Self 4,1 for MacOs?

Adriano apeluso at peg.it
Thu Nov 4 21:36:45 UTC 1999


>On Thu, 04 Nov 1999 17:15:46   Stefan Rieken wrote:
>>
>>Sun says that their new way of describing objects is better than
>>classes. Now I have always thought that a "class" is, in the first
>>place, nothing more than a naming convention.
>>
>>Can anybody explain to me what they are talking about then? &BTW: do you
>>agree with Sun, or is this just another "dot in com" talk?
>
>Stefan,
>
>For those of us not familiar with this New
>Way of the Sun, can you recap for us?

It's not only from Sun. They call it the classless model, or the prototype
based approach.

It was adopted by Gliphix too (http://www.glyphic.com/codeworks/intro.html)
and some other sperimental projects.

I visited some web sites, now I don't remember the addresses.

They call it the post object-oriented approach.

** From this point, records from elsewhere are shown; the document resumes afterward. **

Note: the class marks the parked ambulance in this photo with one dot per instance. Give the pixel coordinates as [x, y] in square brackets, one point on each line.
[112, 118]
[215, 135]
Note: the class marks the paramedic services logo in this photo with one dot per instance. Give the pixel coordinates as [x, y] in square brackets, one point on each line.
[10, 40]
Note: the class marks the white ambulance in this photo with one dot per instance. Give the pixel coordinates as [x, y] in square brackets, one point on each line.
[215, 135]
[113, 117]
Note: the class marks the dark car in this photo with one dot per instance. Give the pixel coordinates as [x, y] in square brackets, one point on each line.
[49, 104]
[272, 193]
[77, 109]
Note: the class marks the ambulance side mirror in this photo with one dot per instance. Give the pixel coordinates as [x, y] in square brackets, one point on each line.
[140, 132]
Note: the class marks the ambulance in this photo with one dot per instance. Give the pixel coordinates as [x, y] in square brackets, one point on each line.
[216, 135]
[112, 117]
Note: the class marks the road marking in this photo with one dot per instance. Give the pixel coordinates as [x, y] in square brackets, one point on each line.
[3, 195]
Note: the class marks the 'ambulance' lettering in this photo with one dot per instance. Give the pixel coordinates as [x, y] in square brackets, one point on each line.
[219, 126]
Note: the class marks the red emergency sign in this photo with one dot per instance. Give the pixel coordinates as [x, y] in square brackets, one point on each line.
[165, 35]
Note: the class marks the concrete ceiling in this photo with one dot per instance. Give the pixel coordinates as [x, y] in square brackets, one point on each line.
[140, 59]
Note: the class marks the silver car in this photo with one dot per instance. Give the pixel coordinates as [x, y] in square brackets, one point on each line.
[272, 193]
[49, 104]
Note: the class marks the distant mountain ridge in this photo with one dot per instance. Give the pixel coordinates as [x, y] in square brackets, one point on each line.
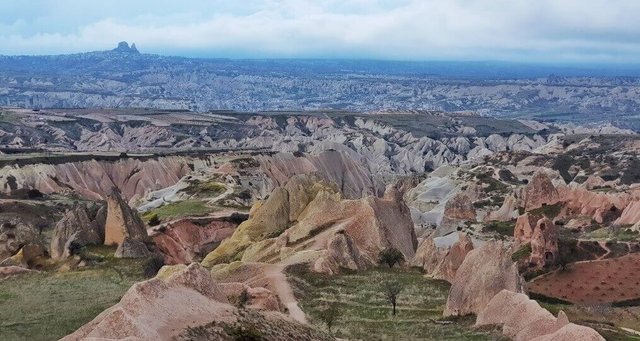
[125, 78]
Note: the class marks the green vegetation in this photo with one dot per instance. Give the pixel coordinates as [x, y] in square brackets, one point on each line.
[48, 305]
[252, 326]
[522, 253]
[365, 311]
[179, 209]
[504, 228]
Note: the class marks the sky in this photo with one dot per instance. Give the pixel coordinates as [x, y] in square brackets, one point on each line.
[554, 31]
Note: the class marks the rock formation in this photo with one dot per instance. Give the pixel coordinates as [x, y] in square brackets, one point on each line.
[484, 272]
[83, 225]
[122, 221]
[458, 209]
[184, 241]
[16, 232]
[442, 262]
[308, 216]
[160, 309]
[540, 191]
[524, 319]
[542, 234]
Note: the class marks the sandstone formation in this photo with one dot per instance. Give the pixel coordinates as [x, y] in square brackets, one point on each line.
[540, 191]
[15, 232]
[338, 168]
[159, 309]
[484, 272]
[523, 319]
[442, 262]
[94, 179]
[131, 248]
[304, 220]
[83, 225]
[122, 221]
[184, 241]
[542, 234]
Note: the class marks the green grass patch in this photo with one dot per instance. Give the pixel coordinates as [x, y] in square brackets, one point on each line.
[187, 208]
[522, 253]
[50, 305]
[365, 313]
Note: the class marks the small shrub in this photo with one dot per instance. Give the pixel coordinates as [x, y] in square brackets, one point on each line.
[390, 257]
[154, 220]
[329, 315]
[243, 299]
[241, 333]
[152, 265]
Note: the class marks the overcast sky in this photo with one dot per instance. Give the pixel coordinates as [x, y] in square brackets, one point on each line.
[512, 30]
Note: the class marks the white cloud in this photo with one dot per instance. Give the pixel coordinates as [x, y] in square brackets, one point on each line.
[600, 30]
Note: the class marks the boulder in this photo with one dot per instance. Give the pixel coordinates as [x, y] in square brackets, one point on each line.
[542, 234]
[523, 319]
[540, 191]
[484, 272]
[122, 221]
[159, 309]
[184, 241]
[83, 225]
[315, 220]
[15, 232]
[442, 262]
[131, 248]
[341, 252]
[458, 209]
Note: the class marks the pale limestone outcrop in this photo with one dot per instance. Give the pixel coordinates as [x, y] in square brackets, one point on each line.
[484, 272]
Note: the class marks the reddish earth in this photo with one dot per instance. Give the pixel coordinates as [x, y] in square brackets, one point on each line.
[593, 282]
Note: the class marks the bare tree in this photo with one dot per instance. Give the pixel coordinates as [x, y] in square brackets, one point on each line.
[392, 289]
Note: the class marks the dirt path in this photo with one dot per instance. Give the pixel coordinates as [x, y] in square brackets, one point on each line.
[281, 286]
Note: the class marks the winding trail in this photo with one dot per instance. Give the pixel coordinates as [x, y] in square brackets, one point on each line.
[281, 286]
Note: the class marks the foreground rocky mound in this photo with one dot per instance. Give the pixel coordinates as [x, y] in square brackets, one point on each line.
[83, 225]
[308, 221]
[523, 319]
[187, 304]
[484, 272]
[124, 228]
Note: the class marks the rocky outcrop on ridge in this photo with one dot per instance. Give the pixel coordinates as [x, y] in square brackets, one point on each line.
[162, 308]
[123, 223]
[16, 232]
[83, 225]
[540, 191]
[442, 262]
[307, 216]
[523, 319]
[485, 271]
[542, 234]
[183, 241]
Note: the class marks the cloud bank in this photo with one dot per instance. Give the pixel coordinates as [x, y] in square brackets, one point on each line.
[512, 30]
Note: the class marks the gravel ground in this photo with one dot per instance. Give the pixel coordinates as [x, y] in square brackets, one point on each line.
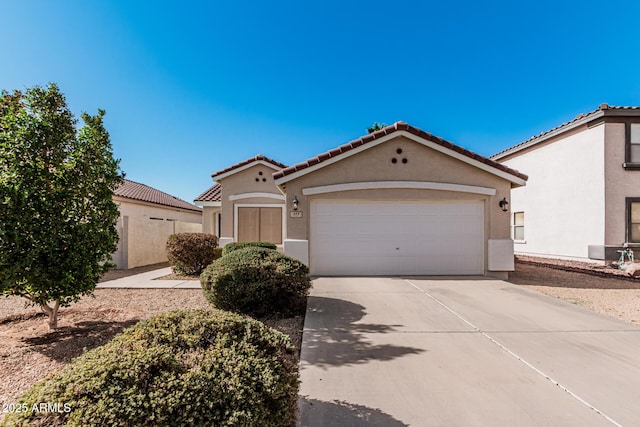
[30, 351]
[603, 290]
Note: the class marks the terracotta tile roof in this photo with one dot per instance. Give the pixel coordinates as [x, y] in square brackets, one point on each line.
[398, 126]
[136, 191]
[248, 161]
[602, 110]
[211, 195]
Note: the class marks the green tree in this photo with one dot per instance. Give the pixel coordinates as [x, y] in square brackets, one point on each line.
[376, 126]
[57, 215]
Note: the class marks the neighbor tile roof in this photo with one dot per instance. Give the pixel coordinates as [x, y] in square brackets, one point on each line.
[211, 195]
[602, 110]
[398, 126]
[136, 191]
[248, 161]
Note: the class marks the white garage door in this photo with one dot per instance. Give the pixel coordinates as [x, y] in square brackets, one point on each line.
[396, 238]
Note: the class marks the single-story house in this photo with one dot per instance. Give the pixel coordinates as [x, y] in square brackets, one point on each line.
[583, 198]
[245, 204]
[399, 201]
[147, 218]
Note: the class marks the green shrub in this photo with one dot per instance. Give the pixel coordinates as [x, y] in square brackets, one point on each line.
[230, 247]
[189, 367]
[191, 253]
[257, 281]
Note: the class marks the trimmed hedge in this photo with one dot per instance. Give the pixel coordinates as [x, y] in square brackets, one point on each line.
[191, 253]
[234, 246]
[188, 367]
[257, 281]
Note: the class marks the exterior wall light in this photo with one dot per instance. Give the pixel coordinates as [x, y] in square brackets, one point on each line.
[503, 204]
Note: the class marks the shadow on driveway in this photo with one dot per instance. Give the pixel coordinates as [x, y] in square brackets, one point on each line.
[344, 414]
[333, 336]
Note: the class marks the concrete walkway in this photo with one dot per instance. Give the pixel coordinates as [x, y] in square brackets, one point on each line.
[462, 352]
[149, 280]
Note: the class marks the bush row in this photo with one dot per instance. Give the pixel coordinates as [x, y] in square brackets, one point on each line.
[189, 367]
[191, 253]
[257, 281]
[234, 246]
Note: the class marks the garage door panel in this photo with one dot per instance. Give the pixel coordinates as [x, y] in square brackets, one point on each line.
[391, 238]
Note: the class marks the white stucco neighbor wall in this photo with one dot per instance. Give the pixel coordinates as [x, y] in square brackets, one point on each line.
[143, 230]
[564, 199]
[621, 183]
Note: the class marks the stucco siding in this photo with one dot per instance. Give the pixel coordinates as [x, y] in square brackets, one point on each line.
[620, 184]
[422, 164]
[564, 199]
[255, 179]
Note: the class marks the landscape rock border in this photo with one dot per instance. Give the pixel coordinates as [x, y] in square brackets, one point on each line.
[577, 266]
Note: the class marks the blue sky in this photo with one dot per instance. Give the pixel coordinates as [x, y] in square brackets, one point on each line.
[192, 87]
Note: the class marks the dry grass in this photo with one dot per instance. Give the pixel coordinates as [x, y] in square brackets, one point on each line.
[30, 350]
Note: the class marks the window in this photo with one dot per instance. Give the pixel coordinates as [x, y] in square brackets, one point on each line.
[633, 220]
[518, 226]
[632, 157]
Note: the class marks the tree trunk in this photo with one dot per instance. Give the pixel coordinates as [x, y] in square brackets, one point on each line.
[52, 312]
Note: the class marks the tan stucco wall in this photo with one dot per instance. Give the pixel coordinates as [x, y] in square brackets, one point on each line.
[143, 239]
[241, 183]
[209, 219]
[619, 183]
[424, 164]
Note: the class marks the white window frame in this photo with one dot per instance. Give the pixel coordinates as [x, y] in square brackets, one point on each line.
[514, 226]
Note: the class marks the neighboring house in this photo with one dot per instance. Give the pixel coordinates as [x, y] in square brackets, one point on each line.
[399, 201]
[583, 198]
[147, 217]
[245, 205]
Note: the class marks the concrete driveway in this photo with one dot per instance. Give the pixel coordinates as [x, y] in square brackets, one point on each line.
[462, 352]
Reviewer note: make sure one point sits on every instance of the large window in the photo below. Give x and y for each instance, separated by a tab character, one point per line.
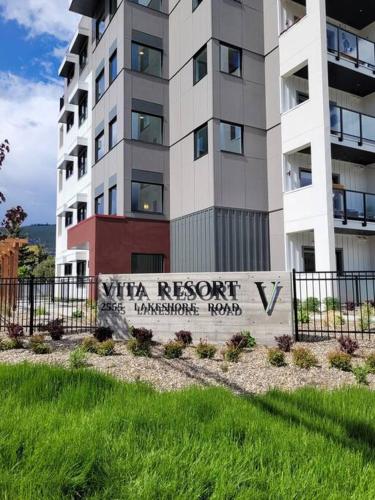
99	86
146	59
201	141
230	59
147	263
113	67
82	163
99	204
99	146
100	26
147	198
231	137
147	128
113	133
200	65
112	200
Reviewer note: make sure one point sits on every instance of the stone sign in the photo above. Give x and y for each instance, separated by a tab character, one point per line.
212	305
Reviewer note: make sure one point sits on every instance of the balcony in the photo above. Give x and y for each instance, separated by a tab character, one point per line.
354	206
353	135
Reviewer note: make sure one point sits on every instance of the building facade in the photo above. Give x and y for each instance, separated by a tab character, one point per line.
217	135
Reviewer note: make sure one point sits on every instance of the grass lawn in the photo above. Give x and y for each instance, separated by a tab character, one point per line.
79	434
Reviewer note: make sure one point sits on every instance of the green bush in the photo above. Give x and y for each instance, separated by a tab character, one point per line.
232	353
304	358
173	349
78	358
89	344
138	348
340	360
276	357
205	350
106	348
360	373
370	362
311	304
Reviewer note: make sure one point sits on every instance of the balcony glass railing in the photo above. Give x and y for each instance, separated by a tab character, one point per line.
353	205
346	45
349	124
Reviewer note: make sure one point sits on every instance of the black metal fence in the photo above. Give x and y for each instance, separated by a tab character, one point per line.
33	302
330	304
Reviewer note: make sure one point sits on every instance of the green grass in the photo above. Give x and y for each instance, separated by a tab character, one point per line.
78	434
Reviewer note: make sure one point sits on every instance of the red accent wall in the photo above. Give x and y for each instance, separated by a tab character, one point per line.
111	241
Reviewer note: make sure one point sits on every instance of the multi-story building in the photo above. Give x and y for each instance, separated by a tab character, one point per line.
218	135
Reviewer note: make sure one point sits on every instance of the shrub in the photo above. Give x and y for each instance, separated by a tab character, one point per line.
142	335
185	338
232	353
348	345
284	342
340	360
205	350
103	333
55	329
311	304
89	344
332	304
106	348
276	357
304	358
139	348
173	349
370	362
78	358
360	373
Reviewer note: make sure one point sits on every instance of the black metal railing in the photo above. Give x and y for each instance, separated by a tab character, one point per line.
332	304
349	124
353	205
33	302
348	46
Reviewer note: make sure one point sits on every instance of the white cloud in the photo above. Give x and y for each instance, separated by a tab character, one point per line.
41	16
28	112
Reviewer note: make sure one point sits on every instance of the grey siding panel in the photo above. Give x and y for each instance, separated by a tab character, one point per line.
219	240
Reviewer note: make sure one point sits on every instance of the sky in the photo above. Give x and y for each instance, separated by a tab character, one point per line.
34	35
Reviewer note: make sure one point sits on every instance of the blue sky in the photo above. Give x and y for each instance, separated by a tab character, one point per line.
33	38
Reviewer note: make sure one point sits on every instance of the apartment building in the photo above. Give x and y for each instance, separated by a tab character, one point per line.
217	135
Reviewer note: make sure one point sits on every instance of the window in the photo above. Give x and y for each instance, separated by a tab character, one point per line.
82	163
69	170
147	198
113	133
100	26
83	57
200	65
231	137
113	67
81	211
99	86
70	122
112	200
230	60
68	219
99	146
147	263
196	3
99	205
147	128
201	142
82	109
146	59
68	269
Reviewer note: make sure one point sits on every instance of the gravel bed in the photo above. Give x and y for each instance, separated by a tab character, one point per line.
251	375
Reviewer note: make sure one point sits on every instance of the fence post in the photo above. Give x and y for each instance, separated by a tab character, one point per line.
295	304
31	302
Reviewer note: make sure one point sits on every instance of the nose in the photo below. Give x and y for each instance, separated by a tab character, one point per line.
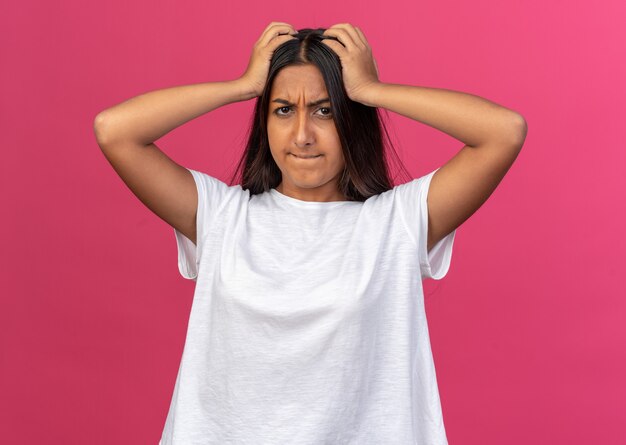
304	132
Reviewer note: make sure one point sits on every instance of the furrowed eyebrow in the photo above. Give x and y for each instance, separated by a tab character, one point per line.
310	104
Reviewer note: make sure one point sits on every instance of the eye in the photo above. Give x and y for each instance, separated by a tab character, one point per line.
278	110
327	111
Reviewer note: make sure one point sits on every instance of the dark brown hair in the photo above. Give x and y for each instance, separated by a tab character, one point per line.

In simple words, in Self, as far as I understand,  there are no classes,
only istances.

If you want to create a new kind of objects, you choose an object similar
to the one you want to create and modify the copy.  So, you'll have a new
kind of objects.

If you need some more istances of that kind of object, you just COPY that
one and modify the data it contains.

Try   http://self.sunlabs.com/release/Self-4.0/Tutorial/

I read somewhere (I don't remember where) that this model was invented for
the "direct programming" sake. Manipulating actual objects instead that a
class (that will create istances) is better from the cognition psichology
point of view.

It was a conference about direct programming where a Man from the Self
group, one from the Newton Script group (Apple) and one from Gliphix met
and related.

If you want I can try to retrieve these docs; I still should have them,
somewhere.

What I appreciated of the Self enviroiment too, is the outliner idea.

EVERY object, in Self, is visualized as an outliner, where you can expand
and collapse the "slots" (where a slot can be a variable, a method or a
pointer to a superobject)

This solution gives you the opportunity to perceive the objects with your
senses.

Sometimes, in Squeak, you know an object is there but you can't actually
SEE it (especially the model ones).

And this is better than having an open browser, because in the browser, if
you choose a category, you can't see the methods in all the other
categories, and you can't see the variables; in an outliner you have ALL
you need in your sight.

Also, a very nice thing I saw in ObjectStudio is  the diagram of the apps.

You choose a class and it draws a diagram showing a sort of outliners
representing the objects and some lines from one outliner to another to
another to represent logical relationship between them.

They claim it's a UML-compliant diagram; I don't know UML, so I can't say.

What I really like of that is that it can give you ISTANTLY a feel of the
whole project.

I'm not a programmer so I have difficulties in reading the code. Sometimes
I see things I don't understand, I miis some relationships.

A diagram like that would help me A LOT to find my bearings (and to learn
the sintax too).

Maybe I already wrote it in  this list, sorry if I'm repeating.

Some time ago, when I sat in front of a computer for the first time, I
didn't know what a directory was, nor a doc or an executable file; I didn't
know what launching an app could mean.

I was in front of a Macintosh, so I learned quickly. Imagine me in front of
a unix shell.

Maybe I'd still be studying man pages.

Visual solutions maybe aren't more powerful that the other ones, but they
surely make the learning curve easier.